Gli ascolti della serata sono stati, dopo l’abisso toccato l’anno scorso, i secondi più bassi di sempre. Ma questo conta poco, e probabilmente ha a che fare con fenomeni più grandi legati alle abitudini del pubblico e alle nuove generazioni. Sullo sfondo si giocava anche una partita economico-culturale “sale contro Netflix”, che è stata vinta ai punti da Netflix con gli Oscar a Roma (soprattutto quello alla fotografia, dato a un film che si vede spesso su telefoni e computer).

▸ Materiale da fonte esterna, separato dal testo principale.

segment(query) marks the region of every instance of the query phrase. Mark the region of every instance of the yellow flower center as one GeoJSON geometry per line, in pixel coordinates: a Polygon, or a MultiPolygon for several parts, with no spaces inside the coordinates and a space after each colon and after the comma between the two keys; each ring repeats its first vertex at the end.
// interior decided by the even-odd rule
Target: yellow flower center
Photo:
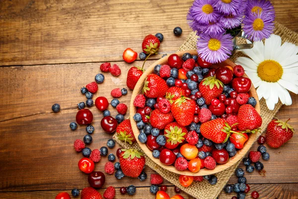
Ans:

Spike Lee se l’è presa perché Green Book ha vinto come miglior film. È un film con il tema sociale e razziale, con un cast misto, realizzato con amore da Peter Farrelly. I fratelli Farrelly hanno fatto, molto prima che questi temi fossero sulla bocca di tutti, un cinema comico zeppo di inclusività, di diversità, di handicap, di trans, di gay, di etnie e generi. Farrelly arriva all’Oscar con il suo film più retorico, ma è salito su questo carro decenni prima che certe cose fossero di moda. Soprattutto non ha mai avuto successo per via del fatto che nei suoi film ci fosse un cast così misto e diversificato, ma perché i suoi film facevano spaccare dal ridere mentre erano fatti da quei cast. Eppure per Spike Lee, anche comprensibilmente, Farrelly non è abbastanza. Visto dal suo punto di vista, Green Book è un film di bianchi che parla di neri, è un altro A spasso con Daisy: un film consolatorio, da cartolina, ambientato in un passato da osservare aggrottando la fronte, certi di non farne più parte.
Il problema è che la gara a chi è più autentico e a chi realizza l’opera più lodevole è senza limiti e senza quartiere. C’è sempre qualcuno più nero, escluso, lesbica, asiatico e trans di te, e qualcuno che può trattare certi temi con più voce in capitolo. C’è sempre una causa più urgente, una voce più vera, un’appropriazione culturale da denunciare con più sdegno. È una sfida che ha poco a che fare con il cinema: è fatta di posizionamenti, comunicazione, marketing, botteghino, attori e agenti. Ma vediamo il lato positivo. A spasso con Daisy comunque era molto più brutto di Green Book. Così come i film a tema razziale degli anni passati, primo fra tutti Precious, erano molto più retorici, ricattatori e inguardabili di quelli di quest’anno. Certo, di film di supereroi ne abbiamo visti di belli e di brutti, ma pochi brutti come Black Panther. Eppure Black Panther ha avuto un enorme successo, e il pubblico gli ha attribuito un valore identitario forte. Il cinema è anche quello. Siamo in un un periodo di film hollywoodiani a tema, insomma, brutti e lodevoli. Passerà.